Quant à l’objection tirée de ce que la loi de 1841 est une loi de finances, qui n’aurait touché la question qu’au point de vue fiscal, et qui n’aurait pas entendu la résoudre au point de vue du fond du droit et des compétences, on ne saurait s’y arrêter, moins encore dans cette matière qu’en toute autre. Qu’est-ce en effet que la loi du 28 avril 1816 qui a créé le droit de présentation, sinon une loi de finances, de même nature que la loi de 1841 ?
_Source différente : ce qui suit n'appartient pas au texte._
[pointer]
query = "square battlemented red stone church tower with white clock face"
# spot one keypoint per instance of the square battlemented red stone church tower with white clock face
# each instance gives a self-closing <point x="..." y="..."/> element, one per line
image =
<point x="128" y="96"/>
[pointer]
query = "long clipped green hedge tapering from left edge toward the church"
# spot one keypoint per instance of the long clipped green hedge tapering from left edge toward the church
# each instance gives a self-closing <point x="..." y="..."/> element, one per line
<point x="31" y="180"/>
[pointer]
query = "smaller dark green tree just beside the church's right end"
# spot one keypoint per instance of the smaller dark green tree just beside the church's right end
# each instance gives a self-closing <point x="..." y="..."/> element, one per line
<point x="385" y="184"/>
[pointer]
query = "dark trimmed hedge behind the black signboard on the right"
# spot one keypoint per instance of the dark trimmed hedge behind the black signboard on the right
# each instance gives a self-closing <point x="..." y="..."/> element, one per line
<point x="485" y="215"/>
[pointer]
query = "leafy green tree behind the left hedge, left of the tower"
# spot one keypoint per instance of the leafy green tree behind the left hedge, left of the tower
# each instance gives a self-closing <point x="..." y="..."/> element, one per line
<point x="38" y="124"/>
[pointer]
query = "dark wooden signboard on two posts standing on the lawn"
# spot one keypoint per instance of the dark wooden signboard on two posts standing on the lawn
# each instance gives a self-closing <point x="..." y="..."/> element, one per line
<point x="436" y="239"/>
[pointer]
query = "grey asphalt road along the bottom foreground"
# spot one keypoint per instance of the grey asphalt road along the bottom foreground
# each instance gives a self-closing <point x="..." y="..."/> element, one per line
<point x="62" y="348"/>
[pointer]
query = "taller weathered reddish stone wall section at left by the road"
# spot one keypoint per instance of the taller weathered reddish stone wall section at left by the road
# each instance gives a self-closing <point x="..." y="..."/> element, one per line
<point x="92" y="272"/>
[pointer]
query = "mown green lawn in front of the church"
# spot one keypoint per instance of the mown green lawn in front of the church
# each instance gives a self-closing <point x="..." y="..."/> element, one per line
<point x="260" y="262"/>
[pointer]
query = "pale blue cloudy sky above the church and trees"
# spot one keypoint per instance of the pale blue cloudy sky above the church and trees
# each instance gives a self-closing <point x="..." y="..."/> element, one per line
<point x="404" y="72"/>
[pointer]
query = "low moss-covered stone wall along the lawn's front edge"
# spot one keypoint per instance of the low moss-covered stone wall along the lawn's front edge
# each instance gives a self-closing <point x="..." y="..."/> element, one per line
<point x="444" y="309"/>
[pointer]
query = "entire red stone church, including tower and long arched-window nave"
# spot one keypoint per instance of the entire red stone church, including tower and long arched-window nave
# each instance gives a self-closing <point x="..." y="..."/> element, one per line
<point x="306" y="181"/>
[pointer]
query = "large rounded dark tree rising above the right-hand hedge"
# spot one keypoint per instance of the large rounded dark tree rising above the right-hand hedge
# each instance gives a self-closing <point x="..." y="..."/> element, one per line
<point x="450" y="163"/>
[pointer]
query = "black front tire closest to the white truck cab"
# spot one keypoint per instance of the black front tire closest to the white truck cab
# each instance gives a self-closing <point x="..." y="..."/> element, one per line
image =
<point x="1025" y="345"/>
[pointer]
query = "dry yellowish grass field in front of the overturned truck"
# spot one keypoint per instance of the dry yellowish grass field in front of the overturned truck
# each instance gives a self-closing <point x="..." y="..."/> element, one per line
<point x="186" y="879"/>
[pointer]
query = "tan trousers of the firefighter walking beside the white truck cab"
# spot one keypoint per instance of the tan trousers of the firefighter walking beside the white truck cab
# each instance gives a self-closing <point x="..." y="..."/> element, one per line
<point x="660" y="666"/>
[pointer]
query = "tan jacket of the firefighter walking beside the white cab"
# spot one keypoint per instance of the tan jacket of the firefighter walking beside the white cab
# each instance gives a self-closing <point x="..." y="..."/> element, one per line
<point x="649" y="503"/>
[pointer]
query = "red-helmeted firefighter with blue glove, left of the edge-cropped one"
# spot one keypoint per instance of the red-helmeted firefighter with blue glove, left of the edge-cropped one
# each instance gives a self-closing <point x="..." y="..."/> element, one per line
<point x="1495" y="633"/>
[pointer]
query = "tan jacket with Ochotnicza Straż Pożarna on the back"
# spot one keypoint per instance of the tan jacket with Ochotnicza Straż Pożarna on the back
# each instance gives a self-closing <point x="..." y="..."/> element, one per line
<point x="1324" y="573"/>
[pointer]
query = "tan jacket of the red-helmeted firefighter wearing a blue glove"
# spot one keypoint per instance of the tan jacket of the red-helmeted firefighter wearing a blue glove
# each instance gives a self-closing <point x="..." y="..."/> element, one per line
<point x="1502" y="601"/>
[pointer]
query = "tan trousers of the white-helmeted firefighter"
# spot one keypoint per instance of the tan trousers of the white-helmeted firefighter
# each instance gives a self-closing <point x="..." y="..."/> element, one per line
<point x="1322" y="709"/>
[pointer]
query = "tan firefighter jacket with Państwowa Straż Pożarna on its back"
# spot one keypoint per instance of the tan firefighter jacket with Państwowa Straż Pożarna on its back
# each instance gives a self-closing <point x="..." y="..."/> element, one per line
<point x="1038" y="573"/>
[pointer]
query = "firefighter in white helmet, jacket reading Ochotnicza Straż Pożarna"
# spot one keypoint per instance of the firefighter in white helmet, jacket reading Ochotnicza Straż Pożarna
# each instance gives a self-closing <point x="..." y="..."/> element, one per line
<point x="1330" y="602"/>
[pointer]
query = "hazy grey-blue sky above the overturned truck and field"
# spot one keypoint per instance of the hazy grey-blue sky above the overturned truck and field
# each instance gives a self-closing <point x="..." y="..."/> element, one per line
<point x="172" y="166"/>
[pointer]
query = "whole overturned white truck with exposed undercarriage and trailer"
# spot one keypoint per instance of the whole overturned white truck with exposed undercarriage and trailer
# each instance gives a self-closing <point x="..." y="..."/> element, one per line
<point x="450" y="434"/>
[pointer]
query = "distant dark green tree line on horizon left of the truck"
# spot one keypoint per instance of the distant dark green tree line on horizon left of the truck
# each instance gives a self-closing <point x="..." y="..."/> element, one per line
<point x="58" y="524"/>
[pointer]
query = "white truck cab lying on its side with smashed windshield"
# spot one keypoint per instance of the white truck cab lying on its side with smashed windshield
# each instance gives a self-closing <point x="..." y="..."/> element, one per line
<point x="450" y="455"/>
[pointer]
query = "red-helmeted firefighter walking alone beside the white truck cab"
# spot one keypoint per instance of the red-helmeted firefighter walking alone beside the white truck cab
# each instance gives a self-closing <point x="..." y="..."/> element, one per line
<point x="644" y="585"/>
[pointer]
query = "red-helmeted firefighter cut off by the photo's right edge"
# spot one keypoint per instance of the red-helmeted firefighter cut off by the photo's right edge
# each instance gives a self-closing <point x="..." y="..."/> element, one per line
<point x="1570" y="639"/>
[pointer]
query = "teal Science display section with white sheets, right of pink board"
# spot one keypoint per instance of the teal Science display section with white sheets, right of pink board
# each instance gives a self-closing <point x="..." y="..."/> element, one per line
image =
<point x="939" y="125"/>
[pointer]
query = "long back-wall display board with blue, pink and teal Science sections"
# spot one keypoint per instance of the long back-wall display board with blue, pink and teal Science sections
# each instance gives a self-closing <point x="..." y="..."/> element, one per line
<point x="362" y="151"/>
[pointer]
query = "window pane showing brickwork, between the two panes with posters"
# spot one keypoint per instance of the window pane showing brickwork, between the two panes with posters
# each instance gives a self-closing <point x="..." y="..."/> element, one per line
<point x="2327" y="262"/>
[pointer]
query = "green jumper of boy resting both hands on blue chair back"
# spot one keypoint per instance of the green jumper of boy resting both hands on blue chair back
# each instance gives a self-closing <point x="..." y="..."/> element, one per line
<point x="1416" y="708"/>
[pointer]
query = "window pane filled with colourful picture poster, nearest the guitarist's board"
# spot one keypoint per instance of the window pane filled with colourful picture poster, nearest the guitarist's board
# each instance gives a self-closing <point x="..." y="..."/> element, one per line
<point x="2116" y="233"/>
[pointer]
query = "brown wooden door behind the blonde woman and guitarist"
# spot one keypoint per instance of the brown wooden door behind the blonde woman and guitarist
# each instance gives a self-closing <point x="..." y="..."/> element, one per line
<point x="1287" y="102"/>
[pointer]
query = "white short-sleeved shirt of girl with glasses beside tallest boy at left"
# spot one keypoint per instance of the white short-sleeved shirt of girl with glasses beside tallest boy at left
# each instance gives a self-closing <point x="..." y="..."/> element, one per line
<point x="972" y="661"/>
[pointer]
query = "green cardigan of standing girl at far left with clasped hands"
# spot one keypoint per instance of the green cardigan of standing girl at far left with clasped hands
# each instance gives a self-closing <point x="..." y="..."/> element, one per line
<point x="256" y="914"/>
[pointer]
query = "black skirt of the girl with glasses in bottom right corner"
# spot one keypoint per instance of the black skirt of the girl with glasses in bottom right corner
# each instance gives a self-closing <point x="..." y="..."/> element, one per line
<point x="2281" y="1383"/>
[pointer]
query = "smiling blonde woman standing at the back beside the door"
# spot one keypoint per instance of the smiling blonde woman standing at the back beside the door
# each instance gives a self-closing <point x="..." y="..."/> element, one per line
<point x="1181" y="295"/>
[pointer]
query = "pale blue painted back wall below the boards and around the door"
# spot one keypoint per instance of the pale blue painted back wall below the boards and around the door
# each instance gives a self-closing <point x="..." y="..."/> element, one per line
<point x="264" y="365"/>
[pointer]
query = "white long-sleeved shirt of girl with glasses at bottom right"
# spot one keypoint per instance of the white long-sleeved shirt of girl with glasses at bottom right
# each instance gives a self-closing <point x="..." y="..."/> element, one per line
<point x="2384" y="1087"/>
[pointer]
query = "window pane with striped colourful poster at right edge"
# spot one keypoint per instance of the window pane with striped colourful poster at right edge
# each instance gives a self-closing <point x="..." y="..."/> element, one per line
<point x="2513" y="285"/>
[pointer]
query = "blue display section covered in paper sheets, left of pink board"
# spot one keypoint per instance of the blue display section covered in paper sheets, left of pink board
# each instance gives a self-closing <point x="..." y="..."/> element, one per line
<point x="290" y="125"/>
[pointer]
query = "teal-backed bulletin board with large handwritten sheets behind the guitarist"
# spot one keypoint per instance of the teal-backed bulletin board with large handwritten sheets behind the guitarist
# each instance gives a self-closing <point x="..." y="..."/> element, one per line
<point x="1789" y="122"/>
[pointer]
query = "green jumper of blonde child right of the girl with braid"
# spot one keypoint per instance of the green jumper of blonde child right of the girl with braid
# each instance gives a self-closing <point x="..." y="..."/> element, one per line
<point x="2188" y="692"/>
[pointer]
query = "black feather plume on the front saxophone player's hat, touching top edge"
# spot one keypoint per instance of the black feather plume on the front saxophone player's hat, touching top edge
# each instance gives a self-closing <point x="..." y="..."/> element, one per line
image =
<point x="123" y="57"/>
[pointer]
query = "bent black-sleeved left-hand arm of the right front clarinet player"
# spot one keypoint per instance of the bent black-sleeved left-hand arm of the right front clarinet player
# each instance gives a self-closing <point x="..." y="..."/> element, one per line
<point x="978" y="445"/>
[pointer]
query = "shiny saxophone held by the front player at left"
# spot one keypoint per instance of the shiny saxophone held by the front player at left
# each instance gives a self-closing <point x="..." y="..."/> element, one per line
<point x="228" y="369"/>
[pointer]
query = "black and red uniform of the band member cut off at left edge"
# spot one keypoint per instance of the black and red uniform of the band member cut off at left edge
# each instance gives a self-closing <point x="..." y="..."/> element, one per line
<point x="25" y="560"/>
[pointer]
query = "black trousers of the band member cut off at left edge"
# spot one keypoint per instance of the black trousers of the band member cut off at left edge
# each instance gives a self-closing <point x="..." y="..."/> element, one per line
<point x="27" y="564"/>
Le droit du Gouvernement de statuer sur l’attribution et la répartition de l’indemnité a été consacré par la jurisprudence du Conseil d’État. Dans une affaire jugée le 27 juin 1873 (Tranouez) un recours pour excès de pouvoir avait été formé contre un décret de répartition, par le motif qu’aucune disposition de loi n’aurait attribué au Président de la République le droit d’imposer aux titulaires des offices conservés l’obligation de payer une indemnité aux représentants de l’office supprimé, et qu’il n’appartiendrait qu’aux tribunaux de statuer sur une réclamation de cette nature. On lit dans l’arrêt qui a rejeté ce recours : « Les suppressions d’offices prononcées par le Gouvernement ont pour résultat de priver le titulaire de l’office supprimé ou ses ayants droit de la faculté de présenter un successeur et, d’un autre côté, d’amener la répartition des affaires qui pouvaient lui être confiées entre les titulaires restant en fonctions ; les pouvoirs réservés au Gouvernement impliquent nécessairement le droit de déterminer les conditions dans lesquelles la suppression des offices sera prononcée et de régler, entre les titulaires de l’office supprimé et les titulaires restant en fonctions, les conséquences de cette suppression. » L’arrêt ajoute que « cette pratique a été reconnue et sanctionnée par l’article 13 de la loi du 25 juin 1841 ». Le Conseil d’État a affirmé de nouveau cette doctrine [586] par plusieurs décisions rendues en 1886, en 1890 et en 1894 (1. Conseil d’État, 11 juin 1886, Lasserre ; — 16 mai 1890, Galy-Gasparron ; — 19 décembre 1890, Bernard ; — 29 juin 1894, Guyonnet.).
La jurisprudence des tribunaux s’est prononcée dans le même sens et a reconnu que le décret de répartition constitue, au profit des titulaires supprimés, un titre exécutoire dont ils peuvent poursuivre l’exécution devant les tribunaux, et dont ceux-ci ne peuvent paralyser ni modifier les dispositions (2. Orléans, 12 janvier 1863, Faucon, et plusieurs jugements de tribunaux de première instance (Saint-Brieuc, 12 mai 1861 ; Chalon-sur-Saône, 16 juillet 1867) qui n’ont pas été frappés d’appel.).